Jon Stafford's sentiments are not just callous but frightening, and yet, he's perfectly self-consistent. Stafford is a self-avowed atheist who thinks that religion is "stupid, silly superstition." If human beings are not made by a loving God who values them, and if they are ultimately just products of natural selection acting on mutations from bacteria over billions of years, then who cares if a few billion die off in order to make the rest more comfortable? Thinning the herds is a natural, necessary part of protecting the species. Piles of bodies are not a pleasant prospect, of course, but they do make good fertilizer for depleted soils. This is a gruesome, but logical viewpoint if there's no God.

Moving The Planets:
Worries about Earth's having too many people are not new. In 1956, when the world population was 2.833 billion, an article appeared in the March 16th issue of the Wilmington, NC Star-News offering a solution for world overpopulation. Dr. Fritz Zwicky, a rocket scientist at the California Institute of Technology, suggested that we use the power of the hydrogen bomb to build some new Earth-like planets from the useless old ones floating around the solar system. He figured we could move planets and planet parts, and he envisioned building rocket ships that would transport humans from one planet to another. His plans were more than naiive for a rocket scientist, even in 1956, but it shows that there was a concern about overpopulation even when the planet held two-fifths the number of humans it does now.

Nothing New Under The Sun:
Human beings have been fighting over land and water and property throughout history. It's not a new seven-billion-people-planet problem. In Genesis 13:6-7 there was "strife between the herdmen of Abram's cattle and the herdmen of Lot's cattle" because Abram and Lot had too many animals and "the land was not able to bear them." The world has had poor, naked, and hungry people since Job's time (Job 24:9-10), and most certainly before then as well. There was still the whole world to explore, and yet Abram and Lot's herdsmen were bickering over a hunk of land in the desert.

The fact is that every single one of the world's almost-seven-billion people could fit onto a piece of land the size of Rhode Island.

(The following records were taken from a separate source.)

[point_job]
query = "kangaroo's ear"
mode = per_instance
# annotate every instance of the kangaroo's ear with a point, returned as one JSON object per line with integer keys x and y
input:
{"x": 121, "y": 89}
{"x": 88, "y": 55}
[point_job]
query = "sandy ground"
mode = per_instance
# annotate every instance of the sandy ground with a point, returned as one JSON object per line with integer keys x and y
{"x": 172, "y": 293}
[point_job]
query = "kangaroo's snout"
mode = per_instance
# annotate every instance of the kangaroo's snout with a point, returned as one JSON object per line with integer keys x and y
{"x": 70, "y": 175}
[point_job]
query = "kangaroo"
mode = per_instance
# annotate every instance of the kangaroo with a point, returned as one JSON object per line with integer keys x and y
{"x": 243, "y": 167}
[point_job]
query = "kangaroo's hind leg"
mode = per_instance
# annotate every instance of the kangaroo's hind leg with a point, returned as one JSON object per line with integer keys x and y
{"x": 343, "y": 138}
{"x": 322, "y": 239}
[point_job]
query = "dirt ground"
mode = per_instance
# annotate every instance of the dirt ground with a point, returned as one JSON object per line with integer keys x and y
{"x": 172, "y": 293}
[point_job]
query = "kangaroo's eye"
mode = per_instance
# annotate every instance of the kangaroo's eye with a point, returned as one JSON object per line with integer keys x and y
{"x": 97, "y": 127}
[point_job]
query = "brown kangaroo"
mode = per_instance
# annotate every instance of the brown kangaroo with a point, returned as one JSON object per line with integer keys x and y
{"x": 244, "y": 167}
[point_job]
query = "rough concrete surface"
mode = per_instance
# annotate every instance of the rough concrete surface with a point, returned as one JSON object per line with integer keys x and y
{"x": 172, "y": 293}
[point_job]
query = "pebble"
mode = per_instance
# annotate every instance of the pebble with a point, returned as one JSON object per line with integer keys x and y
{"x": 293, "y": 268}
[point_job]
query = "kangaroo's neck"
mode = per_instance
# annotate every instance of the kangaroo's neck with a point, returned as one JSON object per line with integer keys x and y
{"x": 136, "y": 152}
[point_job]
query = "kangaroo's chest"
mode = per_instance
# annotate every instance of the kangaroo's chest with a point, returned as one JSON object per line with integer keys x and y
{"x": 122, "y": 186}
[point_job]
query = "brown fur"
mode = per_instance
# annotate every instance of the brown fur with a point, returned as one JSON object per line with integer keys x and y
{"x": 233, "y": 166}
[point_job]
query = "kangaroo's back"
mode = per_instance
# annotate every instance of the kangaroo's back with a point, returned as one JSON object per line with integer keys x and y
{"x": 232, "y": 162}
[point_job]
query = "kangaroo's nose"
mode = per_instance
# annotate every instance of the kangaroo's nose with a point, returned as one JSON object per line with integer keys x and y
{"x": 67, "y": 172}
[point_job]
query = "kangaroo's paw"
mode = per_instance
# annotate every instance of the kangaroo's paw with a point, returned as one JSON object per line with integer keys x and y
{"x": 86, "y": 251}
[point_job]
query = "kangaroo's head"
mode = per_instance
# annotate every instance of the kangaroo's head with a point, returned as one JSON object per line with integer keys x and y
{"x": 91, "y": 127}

It's true. There are 1,214 square miles in Rhode Island, about 1,045 of which are on dry land. That's equivalent to 29,132,928,000 square feet. Divide those up between seven billion people, and each person gets four square feet of space. Not much, but we're talking babies and little kids too. If we moved everybody to Connecticut, the 3rd smallest state, each person would get a whopping 19 square feet of dry land. We can't live that way of course (and each person might have to share their 19 square feet with a tree or two), but the point is that there is a tremendous amount of room on this planet. Our problem is not that we have too many people, our problem is that we're corrupt and selfish and foolish and evil.

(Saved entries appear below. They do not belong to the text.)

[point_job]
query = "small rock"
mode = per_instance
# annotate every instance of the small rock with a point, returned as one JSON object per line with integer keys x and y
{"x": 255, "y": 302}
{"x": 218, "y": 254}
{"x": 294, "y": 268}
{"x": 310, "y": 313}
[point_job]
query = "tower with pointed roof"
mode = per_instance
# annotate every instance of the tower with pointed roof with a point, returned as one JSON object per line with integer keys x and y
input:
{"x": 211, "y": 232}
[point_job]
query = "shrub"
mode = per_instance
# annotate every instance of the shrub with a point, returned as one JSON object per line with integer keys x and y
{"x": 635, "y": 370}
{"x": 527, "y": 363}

The God that Jon Stafford does not know did not start wringing His hands in 1956, anxious because He had miscalculated and made too few Earth-like planets. He's not chewing His divine nails today because the world is too small for the upcoming seven and eight billion people. Anybody who has ever had to drive across North Dakota and Montana knows that there is still a lot of space available in the world.   God made the size of Earth just right, and He's already promised us a departure one day.  In the meanwhile, we can seek His power in healing our lands.

"If my people, which are called by my name, shall humble themselves, and pray, and seek my face, and turn from their wicked ways; then will I hear from heaven, and will forgive their sin, and will heal their land." 2Chronicles 7:14

We need to manage our resources more wisely. We need to care about each other. We need to share with people the good news of who Jesus Christ really is. If we want this world to be filled with love, joy, peace, patience, kindness, goodness, gentleness, and self control, and the prosperity and health that goes with those things, then we need people to be filled with the Spirit of God.

Rather than fretting over the size of the world population, we need to be caring about the condition of the world population, and that's healed through the blood of the man from Galilee.